Why traditional camera manufacturers didn't provide any 3-D equipment so far?
I think that, in terms of cameras, themselves, the market hasn't known quite what it wants yet. I think that the camera manufacturers will get to a point fairly soon where two cameras can be connected to each other and controlled as one camera. However, there are limits to that. You can't, for instance, simply paint two cameras together. The colors need to match, not the color parameters. Lenses, sensor positions, etc. all need to be balanced relative to one another. Could you make a single stereoscopic camera? Sure, there have been a number of them. Would such a camera deliver the range of capabilities that are needed? No one has delivered that yet. Certainly, one could make a camera with more resolution in one axis and move a lot of what is currently in a 3D rig into a lens or a lens adapter but I'm not sure that's really all that different from a camera rig today. You're going to have the same issues with lenses and positioning. You'd get rid of rotation issues but you'd lose significant positional flexibility.

Beyond cameras, this is a lot of new stuff. Frankly, new categories of things generally don't come from large, established companies with entrenched product lines, they come from small companies that are very close to the problem and adapt quickly. It isn't like a lot of the equipment that we use in 2D, beside the cameras, comes from traditional camera manufacturers anyway. From an equipment point of view, this is a very small industry.

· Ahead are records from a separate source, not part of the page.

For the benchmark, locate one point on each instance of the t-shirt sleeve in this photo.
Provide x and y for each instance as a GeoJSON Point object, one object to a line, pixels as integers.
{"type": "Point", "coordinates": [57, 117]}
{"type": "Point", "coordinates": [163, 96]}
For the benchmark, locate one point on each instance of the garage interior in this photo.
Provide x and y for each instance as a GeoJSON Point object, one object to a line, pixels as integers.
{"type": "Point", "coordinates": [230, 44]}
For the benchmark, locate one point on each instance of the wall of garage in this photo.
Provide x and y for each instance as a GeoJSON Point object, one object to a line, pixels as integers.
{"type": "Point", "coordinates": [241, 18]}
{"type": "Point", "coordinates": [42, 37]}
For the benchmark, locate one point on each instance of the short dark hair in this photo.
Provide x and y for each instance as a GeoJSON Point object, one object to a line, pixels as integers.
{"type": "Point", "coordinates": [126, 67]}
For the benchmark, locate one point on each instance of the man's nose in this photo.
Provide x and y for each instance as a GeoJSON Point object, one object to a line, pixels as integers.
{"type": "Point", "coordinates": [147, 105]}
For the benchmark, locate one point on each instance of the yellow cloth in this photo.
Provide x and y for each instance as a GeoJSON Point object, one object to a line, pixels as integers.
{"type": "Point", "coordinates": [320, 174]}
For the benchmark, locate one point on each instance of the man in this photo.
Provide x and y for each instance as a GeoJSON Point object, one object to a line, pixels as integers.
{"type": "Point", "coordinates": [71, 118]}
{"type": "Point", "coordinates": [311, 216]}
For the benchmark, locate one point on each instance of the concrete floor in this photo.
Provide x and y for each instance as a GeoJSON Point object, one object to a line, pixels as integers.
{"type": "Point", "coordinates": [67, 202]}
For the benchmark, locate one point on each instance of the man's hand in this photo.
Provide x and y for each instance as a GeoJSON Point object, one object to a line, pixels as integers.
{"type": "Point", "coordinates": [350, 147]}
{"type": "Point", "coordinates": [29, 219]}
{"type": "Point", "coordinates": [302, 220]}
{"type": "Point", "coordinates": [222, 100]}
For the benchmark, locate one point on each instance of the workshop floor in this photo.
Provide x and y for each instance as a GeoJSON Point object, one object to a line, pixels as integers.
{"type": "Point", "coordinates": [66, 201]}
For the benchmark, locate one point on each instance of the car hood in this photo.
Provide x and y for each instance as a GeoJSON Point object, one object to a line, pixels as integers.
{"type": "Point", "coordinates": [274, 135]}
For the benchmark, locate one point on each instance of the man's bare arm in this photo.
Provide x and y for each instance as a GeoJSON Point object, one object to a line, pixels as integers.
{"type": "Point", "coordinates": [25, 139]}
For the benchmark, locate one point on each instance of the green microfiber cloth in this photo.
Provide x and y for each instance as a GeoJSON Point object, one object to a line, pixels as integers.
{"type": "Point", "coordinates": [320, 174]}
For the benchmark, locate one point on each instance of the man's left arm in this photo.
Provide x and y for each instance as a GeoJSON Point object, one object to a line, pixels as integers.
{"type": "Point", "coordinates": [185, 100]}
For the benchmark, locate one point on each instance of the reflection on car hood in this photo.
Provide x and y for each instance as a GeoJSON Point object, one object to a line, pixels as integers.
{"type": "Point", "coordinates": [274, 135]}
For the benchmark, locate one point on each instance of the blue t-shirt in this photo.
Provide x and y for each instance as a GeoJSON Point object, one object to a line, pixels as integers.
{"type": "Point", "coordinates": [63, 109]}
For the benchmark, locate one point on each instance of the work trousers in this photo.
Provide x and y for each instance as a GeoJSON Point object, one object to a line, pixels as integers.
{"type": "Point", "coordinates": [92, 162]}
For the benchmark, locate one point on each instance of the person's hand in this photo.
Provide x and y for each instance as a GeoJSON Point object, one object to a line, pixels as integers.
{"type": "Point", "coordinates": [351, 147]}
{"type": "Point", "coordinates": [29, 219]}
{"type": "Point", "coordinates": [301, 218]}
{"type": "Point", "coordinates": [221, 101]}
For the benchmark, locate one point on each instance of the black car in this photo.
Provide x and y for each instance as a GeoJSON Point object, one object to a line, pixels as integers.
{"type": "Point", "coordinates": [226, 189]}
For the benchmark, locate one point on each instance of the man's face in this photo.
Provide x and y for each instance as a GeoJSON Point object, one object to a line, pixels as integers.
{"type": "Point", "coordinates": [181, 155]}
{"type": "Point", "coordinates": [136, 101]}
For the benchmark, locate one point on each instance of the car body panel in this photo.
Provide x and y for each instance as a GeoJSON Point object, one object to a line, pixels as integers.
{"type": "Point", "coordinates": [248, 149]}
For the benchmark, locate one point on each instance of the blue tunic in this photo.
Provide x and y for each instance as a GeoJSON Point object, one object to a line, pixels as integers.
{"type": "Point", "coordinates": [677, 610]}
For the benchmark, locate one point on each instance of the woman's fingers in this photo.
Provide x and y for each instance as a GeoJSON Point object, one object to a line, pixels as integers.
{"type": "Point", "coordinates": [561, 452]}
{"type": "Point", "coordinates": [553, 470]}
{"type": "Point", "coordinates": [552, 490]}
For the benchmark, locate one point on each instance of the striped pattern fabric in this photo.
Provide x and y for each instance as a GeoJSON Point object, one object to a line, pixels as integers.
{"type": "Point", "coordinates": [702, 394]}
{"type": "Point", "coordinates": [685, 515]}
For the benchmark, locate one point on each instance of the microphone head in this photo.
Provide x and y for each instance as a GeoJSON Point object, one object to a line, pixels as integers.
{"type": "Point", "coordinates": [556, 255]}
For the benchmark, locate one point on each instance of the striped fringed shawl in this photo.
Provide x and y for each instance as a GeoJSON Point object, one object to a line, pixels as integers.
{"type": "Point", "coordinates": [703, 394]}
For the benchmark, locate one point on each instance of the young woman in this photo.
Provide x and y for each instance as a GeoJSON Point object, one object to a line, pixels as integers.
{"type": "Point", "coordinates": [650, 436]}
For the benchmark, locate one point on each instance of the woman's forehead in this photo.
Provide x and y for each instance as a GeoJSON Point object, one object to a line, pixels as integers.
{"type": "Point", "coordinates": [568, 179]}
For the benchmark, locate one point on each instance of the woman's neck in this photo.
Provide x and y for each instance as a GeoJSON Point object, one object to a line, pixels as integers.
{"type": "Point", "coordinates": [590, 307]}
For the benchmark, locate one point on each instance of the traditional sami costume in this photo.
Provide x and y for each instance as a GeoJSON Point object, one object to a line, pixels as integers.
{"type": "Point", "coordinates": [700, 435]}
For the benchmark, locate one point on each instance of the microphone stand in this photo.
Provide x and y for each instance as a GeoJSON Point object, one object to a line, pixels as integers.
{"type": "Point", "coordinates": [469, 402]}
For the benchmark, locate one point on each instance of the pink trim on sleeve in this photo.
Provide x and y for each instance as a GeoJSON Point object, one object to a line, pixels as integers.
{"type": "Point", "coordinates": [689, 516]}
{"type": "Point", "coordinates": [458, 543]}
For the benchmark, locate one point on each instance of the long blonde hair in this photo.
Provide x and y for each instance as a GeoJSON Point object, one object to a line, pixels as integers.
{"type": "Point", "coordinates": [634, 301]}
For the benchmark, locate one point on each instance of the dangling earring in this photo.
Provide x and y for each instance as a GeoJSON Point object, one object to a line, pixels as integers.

What would be your recommendations regarding 3-D post-production issues (re-convergence, floating windows, color grading, etc.)?
I think that you're going back to that place of creative decisions that should be made by someone other than me. My caution in these areas is that there is far more disinformation about how these things should be done than there is correct information. Most of the information is opinion, not fact. We spent an inordinate amount of time on U2 3D "following the rules" of 3D before we realized that most of the rules were obsolete or wrong to begin with. I would also like to caution people that most of the tools out there for doing 3D post are fairly primitive. In the hands of an expert, they can achieve excellent results. For others, it isn't hard to make a single shot to cause so much eyestrain that the viewers won't be able to watch the rest of the movie. It can take only a few seconds of bad 3D before eye fatigue overcomes a viewer's ability to fuse images. It can then take tens of minutes before he or she can overcome that fatigue. Convergence adjustment is more than simply changing the separation between two images. Color provides depth cues in 3D so grading is vastly more complex than simply coloring one eye and then matching the other one two it.

The whole situation of 3D post sort of reminds me of the early days of desktop publishing. When first put together, a Macintosh, a LaserWriter and PageMaker occasionally delivered beautifully typeset pages. Far more often, what we got were high-tech ransom notes. In the case of DP, the new discipline got enough time to develop and mature.